MindSpore provides two types of CheckPoint saving policies: iteration policy and time policy. You can create the CheckpointConfig object to set the corresponding policies. CheckpointConfig contains the following four parameters:

save_checkpoint_steps: indicates the step interval for saving a CheckPoint file. That is, parameters are saved every specified number of steps. The default value is 1.
save_checkpoint_seconds: indicates the interval for saving a CheckPoint file. That is, parameters are saved every specified number of seconds. The default value is 0.
keep_checkpoint_max: indicates the maximum number of CheckPoint files that can be saved. The default value is 5.
keep_checkpoint_per_n_minutes: indicates the interval for saving a CheckPoint file. That is, parameters are saved every specified number of minutes. The default value is 0.

save_checkpoint_steps and keep_checkpoint_max are iteration policies, which can be configured based on the number of training iterations. save_checkpoint_seconds and keep_checkpoint_per_n_minutes are time policies, which can be configured during training.

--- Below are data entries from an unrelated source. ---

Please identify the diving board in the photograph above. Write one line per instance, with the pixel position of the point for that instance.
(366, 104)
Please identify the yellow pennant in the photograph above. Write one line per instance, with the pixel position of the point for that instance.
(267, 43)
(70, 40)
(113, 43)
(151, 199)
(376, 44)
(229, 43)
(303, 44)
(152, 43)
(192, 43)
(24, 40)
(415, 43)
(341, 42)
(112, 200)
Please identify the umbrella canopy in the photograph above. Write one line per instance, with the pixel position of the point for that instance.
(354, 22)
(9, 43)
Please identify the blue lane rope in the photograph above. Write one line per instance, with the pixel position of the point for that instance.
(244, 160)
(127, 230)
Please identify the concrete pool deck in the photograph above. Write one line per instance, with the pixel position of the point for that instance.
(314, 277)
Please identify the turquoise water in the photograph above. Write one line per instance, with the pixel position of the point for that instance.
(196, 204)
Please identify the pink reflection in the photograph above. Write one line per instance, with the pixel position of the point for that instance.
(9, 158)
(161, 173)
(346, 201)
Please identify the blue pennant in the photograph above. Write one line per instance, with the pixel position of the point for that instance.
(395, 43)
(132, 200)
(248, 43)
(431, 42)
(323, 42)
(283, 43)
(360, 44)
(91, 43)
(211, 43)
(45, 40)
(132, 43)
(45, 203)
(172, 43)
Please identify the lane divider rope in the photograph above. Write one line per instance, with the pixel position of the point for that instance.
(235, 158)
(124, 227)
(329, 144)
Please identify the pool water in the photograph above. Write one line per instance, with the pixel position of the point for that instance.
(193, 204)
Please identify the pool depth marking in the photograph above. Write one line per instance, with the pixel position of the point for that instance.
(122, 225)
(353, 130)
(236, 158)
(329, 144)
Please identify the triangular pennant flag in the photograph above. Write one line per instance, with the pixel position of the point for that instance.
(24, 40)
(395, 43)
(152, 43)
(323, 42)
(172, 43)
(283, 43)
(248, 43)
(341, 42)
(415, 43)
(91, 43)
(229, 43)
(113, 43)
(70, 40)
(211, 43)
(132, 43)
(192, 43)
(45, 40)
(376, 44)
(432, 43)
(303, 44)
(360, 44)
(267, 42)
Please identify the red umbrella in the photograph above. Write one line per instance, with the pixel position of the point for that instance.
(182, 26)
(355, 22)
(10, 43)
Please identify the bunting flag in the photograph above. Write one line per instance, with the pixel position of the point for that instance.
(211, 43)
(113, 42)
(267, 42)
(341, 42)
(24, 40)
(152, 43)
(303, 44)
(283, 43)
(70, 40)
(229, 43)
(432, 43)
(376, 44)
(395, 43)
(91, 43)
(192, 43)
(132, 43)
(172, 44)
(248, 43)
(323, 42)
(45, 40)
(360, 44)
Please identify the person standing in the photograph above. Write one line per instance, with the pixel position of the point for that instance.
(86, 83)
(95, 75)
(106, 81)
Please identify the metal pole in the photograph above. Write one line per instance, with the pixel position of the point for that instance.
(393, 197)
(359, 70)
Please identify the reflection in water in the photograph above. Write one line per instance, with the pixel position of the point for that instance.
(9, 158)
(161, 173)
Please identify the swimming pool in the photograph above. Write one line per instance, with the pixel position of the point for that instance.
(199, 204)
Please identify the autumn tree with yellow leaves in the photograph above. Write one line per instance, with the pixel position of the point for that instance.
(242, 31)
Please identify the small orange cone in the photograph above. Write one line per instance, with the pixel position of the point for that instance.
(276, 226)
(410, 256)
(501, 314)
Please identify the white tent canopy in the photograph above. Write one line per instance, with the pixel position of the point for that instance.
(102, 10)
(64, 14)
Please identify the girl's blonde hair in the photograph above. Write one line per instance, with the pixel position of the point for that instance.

The two types of policies cannot be used together. Iteration policies have a higher priority than time policies. When the two types of policies are configured at the same time, only iteration policies take effect. If a parameter is set to None, the related policy is canceled. After the training script is normally executed, the CheckPoint file generated during the last step is saved by default.

Loading Model Parameters

After saving CheckPoint files, you can load parameters.

For Inference Validation

In inference-only scenarios, use load_checkpoint to directly load parameters to the network for subsequent inference validation.

The sample code is as follows:

resnet = ResNet50()
load_checkpoint("resnet50-2_32.ckpt", net=resnet)
dateset_eval = create_dataset(os.path.join(mnist_path, "test"), 32, 1) # define the test dataset
loss = CrossEntropyLoss()
model = Model(resnet, loss)
acc = model.eval(dataset_eval)

The load_checkpoint method loads network parameters in the parameter file to the model. After the loading, parameters in the network are those saved in CheckPoints. The eval method validates the accuracy of the trained model.

For Retraining

In the retraining after task interruption and fine-tuning scenarios, you can load network parameters and optimizer parameters to the model.

The sample code is as follows:

# return a parameter dict for model
param_dict = load_checkpoint("resnet50-2_32.ckpt")
resnet = ResNet50()
opt = Momentum()
# load the parameter into net
load_param_into_net(resnet, param_dict)
# load the parameter into operator
load_param_into_net(opt, param_dict)
loss = SoftmaxCrossEntropyWithLogits()
model = Model(resnet, loss, opt)
model.train(epoch, dataset)

The load_checkpoint method returns a parameter dictionary and then the load_param_into_net method loads parameters in the parameter dictionary to the network or optimizer.